2018-10-07: Initial results
Live-testing the trained model using the pix2pix example in the ofxMSATensorFlow addon
Generating results by testing single-dot deviations from a model I know generates something coherent.
Trying novel input from the ground up. Absolutely demonic!
Based on a training set of 3,636 images, The model isn’t all that great yet at creating new body forms with novel input (novel input being arrangements of white dots not used in the training data). Still, with a more extensive training set, the sparse white-dot input could do a pretty good job of generating coherent bodies.
Above, you’ll see I’m only manipulating one dot at a time, seeing how far a new dot can be from a previous dot before the imagery becomes complete spaghetti. Right now, the margin is pretty tight.
The training data looks like this:
Video of the complete data set. 6x speed. 3,636 512×256 images.
Not exactly comprehensive of the range of my motion, but enough for the network to learn what arrangements of dots make up what human forms.
2018-10-05: Live testing novel input?
Not yet. The training was a success, in that I was able to feed in my data, and the model it spat out seems decently trained!

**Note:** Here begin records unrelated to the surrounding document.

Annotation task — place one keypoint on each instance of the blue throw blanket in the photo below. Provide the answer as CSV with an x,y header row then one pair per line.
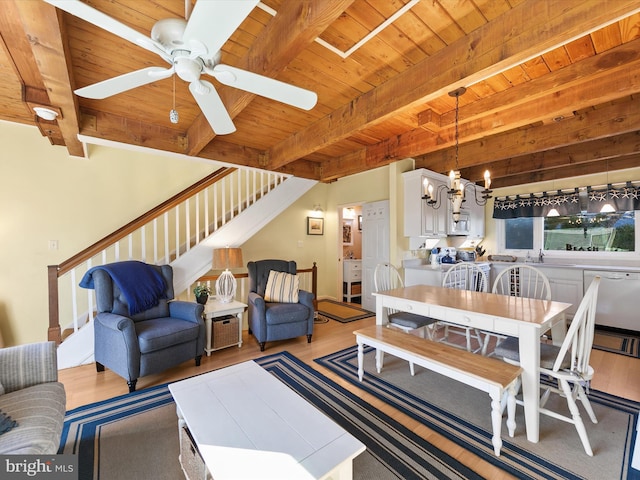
x,y
141,284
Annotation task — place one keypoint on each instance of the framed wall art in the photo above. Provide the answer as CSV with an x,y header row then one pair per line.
x,y
347,232
315,226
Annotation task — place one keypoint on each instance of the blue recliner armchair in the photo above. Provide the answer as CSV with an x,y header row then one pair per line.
x,y
270,321
156,334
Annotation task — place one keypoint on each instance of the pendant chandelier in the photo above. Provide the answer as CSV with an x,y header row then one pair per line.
x,y
456,189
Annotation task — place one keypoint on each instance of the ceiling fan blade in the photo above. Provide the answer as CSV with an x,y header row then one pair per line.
x,y
99,19
212,22
212,107
265,86
125,82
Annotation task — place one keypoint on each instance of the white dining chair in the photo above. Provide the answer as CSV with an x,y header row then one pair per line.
x,y
523,281
567,365
387,277
464,276
518,281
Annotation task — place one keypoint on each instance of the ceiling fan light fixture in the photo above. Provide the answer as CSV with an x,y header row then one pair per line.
x,y
607,208
553,213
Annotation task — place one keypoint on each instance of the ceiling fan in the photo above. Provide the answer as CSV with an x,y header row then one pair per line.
x,y
191,48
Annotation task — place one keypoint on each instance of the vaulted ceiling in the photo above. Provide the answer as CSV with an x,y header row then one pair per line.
x,y
552,85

But in order to test it, I need to figure out how to feed my model in to the openFrameworks pix2pix example included in ofxMSATensorFlow
Here are some links I’ve gone through to try to get things working in openFrameworks.
This page is important for setting things up: https://github.com/memo/ofxMSATensorFlow/releases
This page is important for preparing my pre-trained models: https://github.com/memo/ofxMSATensorFlow/wiki/Preparing-models-for-ofxMSATensorFlow
This paragraph I somehow missed while thoroughly skimming (can on thoroughly skim?) this page ended up being incredibly crucial in exporting the frozen graph model I need to feed in to openFrameworks. Spent hours trying to figure this out. Turns out I was reading Christopher Hesse’s original pix2pix-tensorflow page, not Memo’s fork, which had this invaluable code-snippet.
2018-10-01: Beginning training!
After a lengthy setup process on the computers, making sure nvidia-docker2 was correctly installed (thanks Kyle Werle), it’s time to try out the training.
I think this project depends on getting the right kind of results from my training data. Whatever that might look like, the first hurdle is, of course, getting the training up and running. I’m going to post a list of links here that I accessed/used at various points to get this going.
- The neural network I’m using, Pix2Pix-tensorflow (courtesy of Memo Akten, courtesy of [add original torch implementation author here]): https://github.com/memo/pix2pix-tensorflow
- Notes from Christopher Baker on getting this up and running on Linux (thanks Chris!): https://gist.github.com/bakercp/ba1db00e25296357e5e3fef11ee147a0
- (haven’t tried this yet) High-resolution (1024×1024) adaptation of standard Pix2Pix: https://medium.com/@karol_majek/high-resolution-face2face-with-pix2pix-1024×1024-37b90c1ca7e8, https://github.com/karolmajek/face2face-demo
2018-09-03: The first steps!
So, the first part of this project is getting pix2pix to output what I need. Well,
Could I ask an AI to interpret biological motion from a sparse set of dots the say we humans are able to?